Church Of St Michael And Grave Cover Leaning On Buttress Beside North Door
- WRENN ID
- under-chapel-flax
- Grade
- I
- Local Planning Authority
- North Yorkshire
- Country
- England
- Date first listed
- 4 February 1969
- Type
- Church
- Period
- Medieval
- Source
- Historic England listing
Description
The Church of St Michael consists of a medieval church with a grave cover, dating from the 12th century, with significant additions and alterations in the 13th and 14th centuries. It was restored in 1867-9 by Sir Gilbert Scott. The church is constructed of rubble, with an artificial stone slate roof.

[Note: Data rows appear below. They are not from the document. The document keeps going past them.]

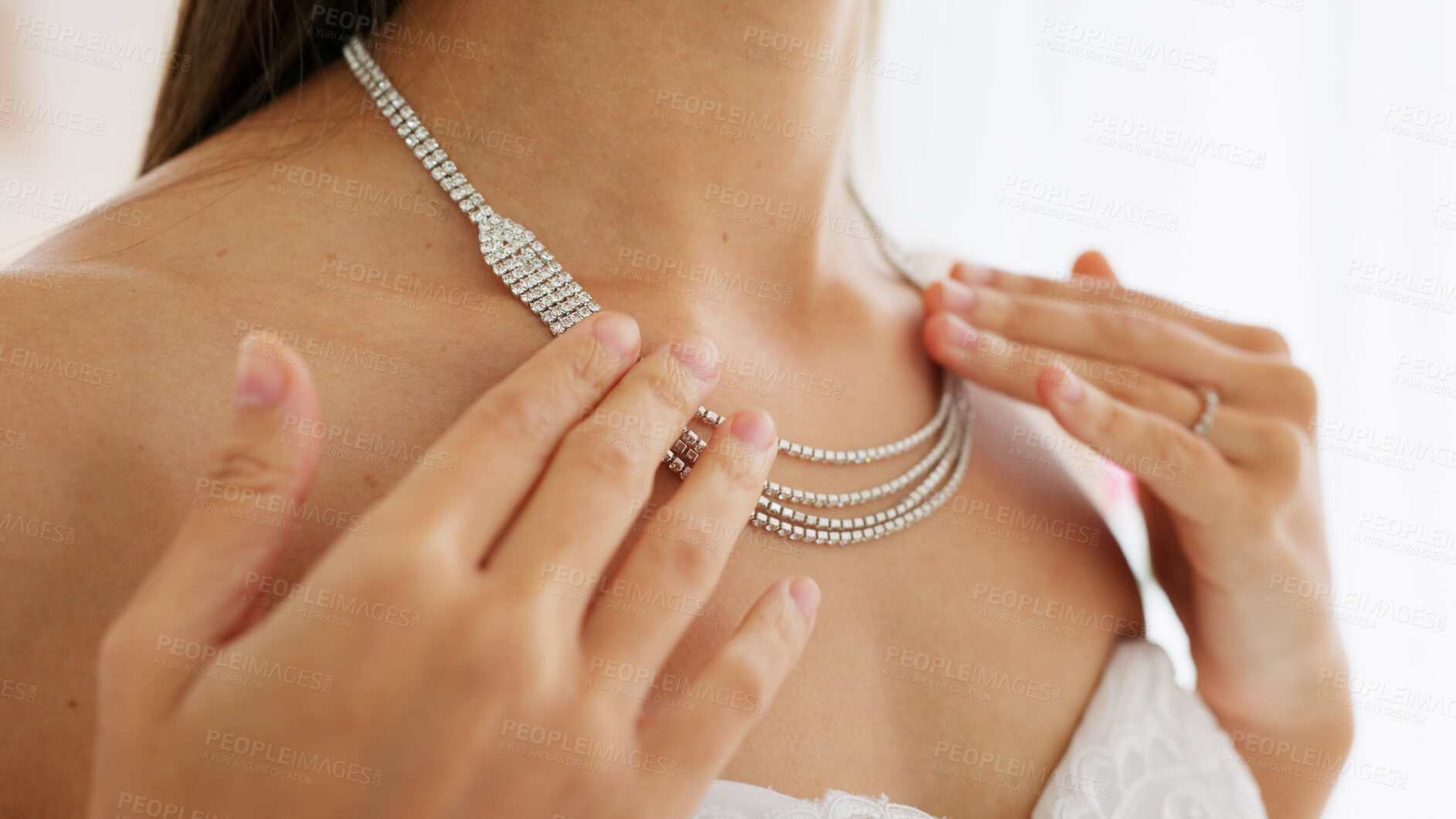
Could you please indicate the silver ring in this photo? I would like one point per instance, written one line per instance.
(1210, 409)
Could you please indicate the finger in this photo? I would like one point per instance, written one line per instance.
(1095, 266)
(1013, 368)
(1108, 296)
(243, 511)
(1173, 350)
(743, 677)
(676, 566)
(1186, 471)
(506, 439)
(603, 471)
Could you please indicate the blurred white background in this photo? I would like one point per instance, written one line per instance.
(1278, 162)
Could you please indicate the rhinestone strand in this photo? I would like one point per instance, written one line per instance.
(533, 276)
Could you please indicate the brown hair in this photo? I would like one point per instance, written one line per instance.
(245, 53)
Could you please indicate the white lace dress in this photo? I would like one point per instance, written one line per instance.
(1145, 749)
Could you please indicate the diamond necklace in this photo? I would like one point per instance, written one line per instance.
(538, 280)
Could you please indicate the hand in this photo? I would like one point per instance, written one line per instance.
(444, 658)
(1234, 516)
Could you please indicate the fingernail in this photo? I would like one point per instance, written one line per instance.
(699, 356)
(962, 332)
(755, 429)
(616, 332)
(959, 296)
(806, 595)
(261, 376)
(975, 274)
(1071, 388)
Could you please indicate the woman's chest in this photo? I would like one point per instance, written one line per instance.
(949, 664)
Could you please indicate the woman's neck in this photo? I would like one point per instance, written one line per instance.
(702, 133)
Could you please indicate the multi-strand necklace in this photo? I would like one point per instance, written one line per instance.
(533, 274)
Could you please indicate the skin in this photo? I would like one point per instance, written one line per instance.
(246, 246)
(1245, 518)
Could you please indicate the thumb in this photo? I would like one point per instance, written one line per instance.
(1095, 266)
(243, 509)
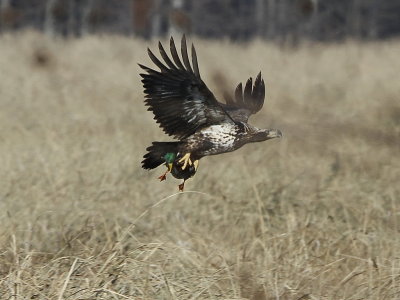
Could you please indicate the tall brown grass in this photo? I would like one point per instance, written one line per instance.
(315, 215)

The west tower is from the 13th century, featuring four stages with a 19th-century two-light west window, a pointed second-stage light vent, a south-east stair turret with light vents, a chamfered northern third-stage light vent, two-light belfry openings, and a corbelled parapet. The 19th-century gabled single-storey porch on the left side has an Early English-style doorway and an inner doorway with two chamfered orders, the outer being shafted with a label bearing head stops. The aisles have stepped buttresses, and 19th-century windows of two pointed lights with separate quatrefoils above. The north aisle features a stepped corner buttress, windows of paired lancets, two two-light windows with trefoils above, a buttress, and a late 14th-century grave cover propped vertically between the north doorway and buttress. This grave cover, likely belonging to a member of the Musard family (hereditary constables of Richmond Castle), is of coped section, forming a ridged cross, and bears a shield emblazoned with the family arms – gules, two bars gemelles and a chief or. A double-chamfered pointed-arch doorway and a lancet window are also present on the north aisle. The chancel features a lancet window above a blocked single-light window, a blocked priest's door, two lancets, a stepped buttress, and three stepped lancets under a continuous hood-moulding to the east end, along with two lancets to the north.
Inside, the early 12th-century north arcade comprises six bays of two unchamfered orders, with cushion capitals and circular pillars, except for the central octagonal one. The late 13th to early 14th-century south arcade has four bays, with simply-moulded capitals, except for richly-carved oak leaves on the easternmost one, and large heads between bays. The chancel arch is of two chamfered orders, the inner one on shafted responds. A late 13th to early 14th-century tomb recess with a triangular canopy, cusped and with worn crockets, is found in the south wall of the nave aisle, along with a coffin lid with an ornate foliate cross and foliage. A trefoiled piscina is also present. A monument is located on the south wall of the chancel, dedicated to Rev John Mawer DD, who died in 1763. Further features include three hatchments, a piece of Saxon cross-head, a 15th-century alms box with three wrought-iron clasps, and a late 17th to early 18th-century communion table.